Parameter sensitivity of automated baseflow separation for snowmelt‐dominated watersheds and new filtering procedure for determining end of snowmelt period

Automation in baseflow separation procedures allowed fast and convenient baseflow and baseflow index (BF and BFI) estimation for studies including multiple watersheds and covering large spatio‐temporal scales. While most of the existing algorithms are developed and tested extensively for rainfall‐ and baseflow‐dominated systems, little attention is paid on their suitability for snowmelt‐dominated systems. Current publishing practice in regional‐scale studies is to omit BF and BFI uncertainty evaluation or sensitivity analysis. Instead, “standard” and “previously recommended” parameterizations are transferred from rainfall/BF to snowmelt‐dominated systems.
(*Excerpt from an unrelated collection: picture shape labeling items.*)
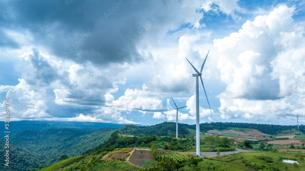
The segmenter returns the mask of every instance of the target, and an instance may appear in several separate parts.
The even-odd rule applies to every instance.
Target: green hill
[[[18,171],[37,169],[57,162],[63,155],[79,155],[107,140],[114,130],[110,128],[52,128],[19,132],[10,137],[12,145],[10,169]],[[4,152],[4,148],[2,149]],[[0,162],[0,170],[6,169],[4,162],[3,160]]]
[[[44,128],[46,127],[46,126],[43,126],[43,124],[46,123],[50,124],[46,122],[41,123],[41,124],[38,124],[38,127],[35,127],[44,129]],[[74,127],[76,125],[81,127],[95,126],[95,125],[92,124],[92,123],[85,124],[87,124],[84,125],[85,124],[83,123],[68,122],[57,126],[68,126],[67,124],[70,124],[72,125],[70,126]],[[112,148],[111,150],[113,150],[116,148],[125,148],[128,146],[131,148],[149,148],[150,143],[152,141],[156,141],[157,148],[167,148],[178,152],[192,152],[195,150],[193,145],[195,142],[193,137],[195,135],[196,125],[178,124],[178,131],[180,137],[187,138],[187,139],[177,140],[170,137],[173,136],[173,134],[175,136],[176,123],[172,122],[165,122],[149,127],[125,125],[117,130],[117,132],[114,134],[113,134],[115,129],[109,128],[103,128],[97,130],[94,128],[51,128],[40,130],[23,130],[10,137],[10,142],[12,142],[10,146],[10,151],[12,152],[11,155],[10,156],[11,167],[10,169],[18,171],[27,170],[32,169],[37,169],[42,166],[48,166],[55,163],[58,161],[59,157],[63,155],[66,155],[69,157],[76,157],[82,154],[92,154],[105,148],[109,149],[109,148]],[[36,126],[33,126],[34,127]],[[55,126],[53,125],[52,126]],[[212,122],[201,124],[200,128],[200,132],[204,133],[210,130],[223,131],[232,130],[237,131],[237,132],[233,131],[232,133],[241,134],[242,133],[242,131],[255,130],[274,135],[295,131],[293,130],[295,130],[295,126]],[[303,134],[304,131],[303,128],[304,125],[300,126],[300,131],[296,131],[301,134],[297,135],[303,136]],[[128,135],[123,135],[127,134],[129,135],[132,134],[135,136],[130,137]],[[112,134],[113,136],[110,137]],[[246,134],[245,133],[245,135]],[[230,135],[233,136],[235,135]],[[201,135],[203,137],[205,136]],[[264,140],[261,141],[263,141]],[[243,146],[240,144],[239,145],[241,147]],[[217,145],[220,145],[218,144]],[[231,147],[204,144],[203,145],[205,146],[201,147],[201,149],[206,152],[212,151],[211,149],[213,148],[214,149],[219,149],[224,150],[223,151],[232,150]],[[297,147],[299,147],[296,146],[296,148]],[[2,149],[2,152],[3,154],[4,149]],[[3,167],[3,160],[0,162],[2,164],[0,166],[0,170],[5,170],[6,169]]]

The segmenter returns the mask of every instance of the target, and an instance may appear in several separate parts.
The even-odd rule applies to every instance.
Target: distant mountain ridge
[[[24,130],[39,131],[52,128],[88,128],[96,129],[105,127],[118,128],[128,124],[129,124],[77,121],[21,120],[10,121],[9,131],[10,131],[11,134],[12,135]],[[139,124],[135,125],[142,126]]]

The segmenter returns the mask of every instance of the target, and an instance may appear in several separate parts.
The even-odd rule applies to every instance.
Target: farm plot
[[[268,144],[289,144],[292,143],[295,143],[296,144],[297,143],[299,144],[302,144],[302,143],[304,143],[301,141],[300,140],[295,140],[268,141],[267,142],[267,143]]]
[[[233,130],[229,130],[228,131],[224,131],[221,132],[219,133],[219,134],[227,134],[227,133],[230,133],[230,132],[235,132],[235,131],[233,131]]]
[[[246,136],[245,135],[239,135],[239,136],[237,137],[239,138],[243,138],[245,137],[245,136]]]
[[[226,136],[227,137],[236,137],[237,136],[239,135],[239,134],[232,134],[231,133],[227,133],[227,134],[224,134],[224,135],[225,136]]]
[[[275,138],[294,138],[295,136],[295,135],[281,135],[280,136],[278,136]]]
[[[143,168],[149,168],[157,165],[157,162],[153,159],[150,150],[136,150],[131,155],[128,161],[134,165]]]
[[[209,130],[207,131],[207,132],[209,133],[217,133],[219,132],[219,131],[218,130],[216,130],[216,129],[213,129],[211,130]]]
[[[231,133],[231,134],[240,134],[241,135],[249,135],[250,134],[245,133],[240,131],[235,131],[234,132],[232,132]]]
[[[250,139],[256,139],[256,137],[254,137],[254,136],[245,136],[244,137],[245,138],[250,138]]]
[[[109,155],[106,158],[105,160],[108,161],[118,161],[124,160],[127,157],[127,155],[128,153],[122,153],[120,154],[113,154]]]
[[[259,140],[265,140],[267,139],[268,140],[274,140],[273,138],[268,138],[268,137],[257,137],[256,138]]]
[[[256,135],[269,135],[270,136],[270,135],[264,134],[261,132],[257,131],[247,131],[247,132],[246,132],[249,134],[255,134]]]

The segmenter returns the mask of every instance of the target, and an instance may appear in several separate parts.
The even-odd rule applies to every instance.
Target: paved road
[[[226,154],[232,154],[234,153],[236,153],[239,152],[255,152],[256,151],[251,151],[251,150],[242,150],[241,149],[239,149],[238,148],[235,148],[236,149],[236,151],[234,151],[234,152],[220,152],[220,155],[225,155]],[[194,155],[196,155],[196,152],[192,152],[192,153],[187,153],[188,154],[191,154]],[[217,156],[217,152],[201,152],[200,153],[200,157],[214,157],[215,156]]]

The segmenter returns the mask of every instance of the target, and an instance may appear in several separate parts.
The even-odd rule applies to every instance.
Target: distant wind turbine
[[[299,129],[299,120],[298,120],[298,119],[300,120],[300,118],[299,118],[299,112],[298,112],[298,116],[296,117],[296,121],[298,122],[298,129]]]
[[[198,77],[200,77],[200,80],[201,81],[201,83],[202,84],[202,86],[203,87],[203,90],[204,90],[204,93],[206,94],[206,100],[208,101],[208,104],[209,104],[209,107],[210,108],[210,111],[211,111],[211,114],[212,115],[212,110],[211,110],[211,107],[210,106],[210,103],[209,103],[209,100],[208,100],[208,97],[206,96],[206,90],[204,89],[204,86],[203,86],[203,82],[202,81],[202,78],[201,77],[201,72],[202,72],[202,69],[203,68],[203,66],[204,63],[206,62],[206,58],[208,57],[208,54],[209,54],[209,52],[210,50],[208,52],[208,54],[206,54],[206,58],[204,59],[204,61],[201,66],[201,69],[200,70],[200,72],[198,71],[197,69],[195,68],[193,65],[191,63],[191,62],[188,61],[186,58],[186,60],[191,65],[195,70],[196,74],[193,74],[192,75],[193,77],[196,77],[196,153],[199,156],[200,156],[200,138],[199,135],[199,90],[198,83]]]
[[[178,110],[179,109],[181,109],[181,108],[183,108],[184,107],[186,107],[187,106],[185,106],[184,107],[181,107],[178,108],[177,106],[177,105],[176,105],[176,103],[175,103],[175,101],[174,101],[174,99],[173,99],[173,98],[170,96],[170,97],[172,98],[172,100],[173,100],[173,101],[174,102],[174,104],[175,104],[175,106],[176,106],[176,109],[177,110],[177,114],[176,115],[177,117],[176,119],[176,138],[178,138]]]

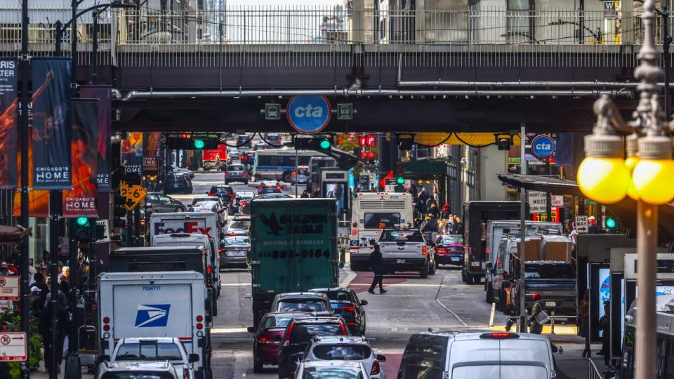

We believe that this practice should be abandoned. First, we demonstrate explicitly that the three most popular heuristic automated BF separation methods—Lyne–Hollick and Eckhardt recursive digital filters, and the U.K. Institute of Hydrology smoothed minima method—produce a wide range of annual BF and BFI estimates due to parameter sensitivity during the annual snowmelt period. Then, we propose a solution for cases when BF and BFI calibration is not possible, namely excluding the snowmelt‐dominated period from the analysis. We developed an automated filtering procedure, which divides the hydrograph into pre‐snowbelt, post‐snowmelt, and snowmelt periods. The filter was tested successfully on 218 continuous water years of daily streamflow data for four snowmelt‐dominated headwater watersheds located in Wyoming (60–837 km²). The post‐snowmelt BF and BFI metric can be used for characterizing summer low‐flows for snowmelt‐dominated systems. Our results show that post‐snowmelt BF and BFI sensitivity to filter parameterization is reduced compared with the sensitivity of annual BF and BFI and is similar to the sensitivity levels for rainfall/baseflow systems.